赤い空が帰ってきた。主は心の底から安心した。これで得体の知れない人間を排除できるからだ。窓から入ってきた深紅の光が、スカイをすっぽりと包みこんだ。その眉がぴくりと動いた。スカイもまた、眠りの淵から戻りつつあった。主はなんとか車椅子で前に進むと、冷や汗をかきながら両腕を伸ばしてスカイの首を掴んだ。二人は神々しいほどの眩さに襲われた。主の目に初めて映り込んだ青年は、絵の具で塗りつぶしたような黒の、ふんわりした髪をしていて、背が低く華奢で、自分と比べても幼い顔つきだった。
「殺してやるぞ、きっとやってやる」
ぶつぶつ言いながら、両腕に力を込めてみるが、スカイの呼吸は少しも乱れないままだった。主は絶望して、スカイの長いまつ毛が光で瞬くのを黙って見ていた。
「ん、おはよう。どうしたの?死んだと思ったの?」
そしてスカイは無邪気に微笑んだ。 二人の人間が向かい合っている。一人は悪魔のように鋭い目つき、もう一人は天使のように優しい微笑みを向けている。
「君ってさ、かっこいいよね。歴戦の戦士みたいで」
後者がなんの悪気もなく言ったことで、前者が激怒する。
「次同じことを言ったら八つ裂きにするぞ」
主がスカイを思いきり睨む。目の下の隈は酷くなる一方だ。スカイはこう言い訳をしようか少し悩んだ。
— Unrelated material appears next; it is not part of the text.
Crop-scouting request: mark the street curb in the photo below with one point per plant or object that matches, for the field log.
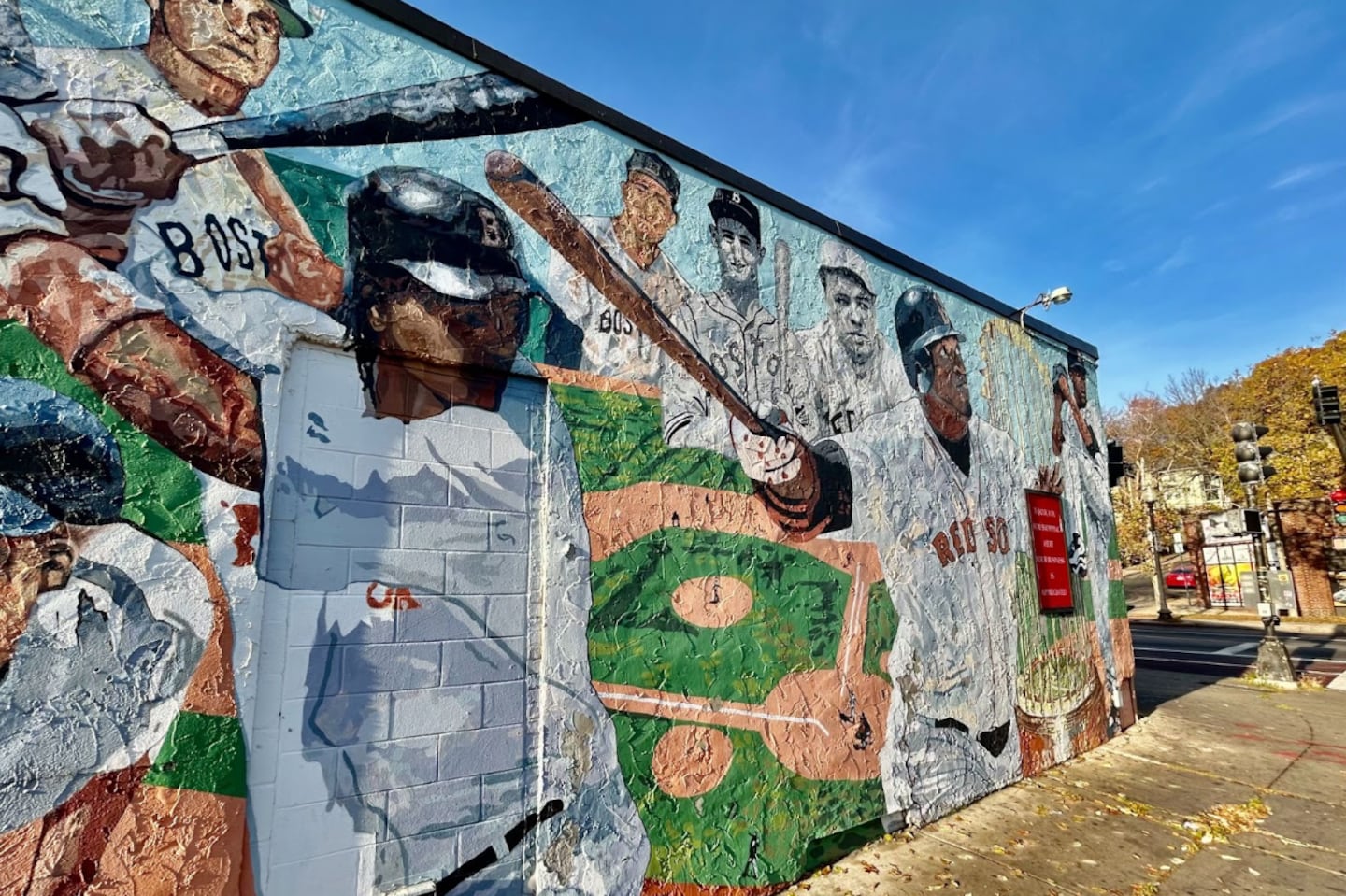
(1290, 629)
「褒めたつもりだったんだ」
そして一瞬の沈黙があった。
「ねえ、なんて呼べばいいかな?」
「何を言っている。俺はお前とは無関係だ。これまでもこれからも!」
暗に出ていけと命じたのだが、スカイは言葉の裏について考えるタイプではない。言い返してきた。
「無関係じゃないよ」
「なら、どんな関係があるっていうんだ?説明してみろよ」
主は人とここまで長く会話をするのが久々のことだった。
「ほらみろ」
スカイは口をつぐんでしまう。その目は何かを訴えかけているように見えないでもなかったが、主は冷たくはねつけた。
「そんな目をしても無駄だ。今すぐ出ていけ」
「だめだよ、僕は君のお世話をして、助けるんだ」
その時、一つの仮説が浮かんだ。スカイには行く当てがないのではないか?主の世話をするという名目で、実は家に置いて欲しいのでは?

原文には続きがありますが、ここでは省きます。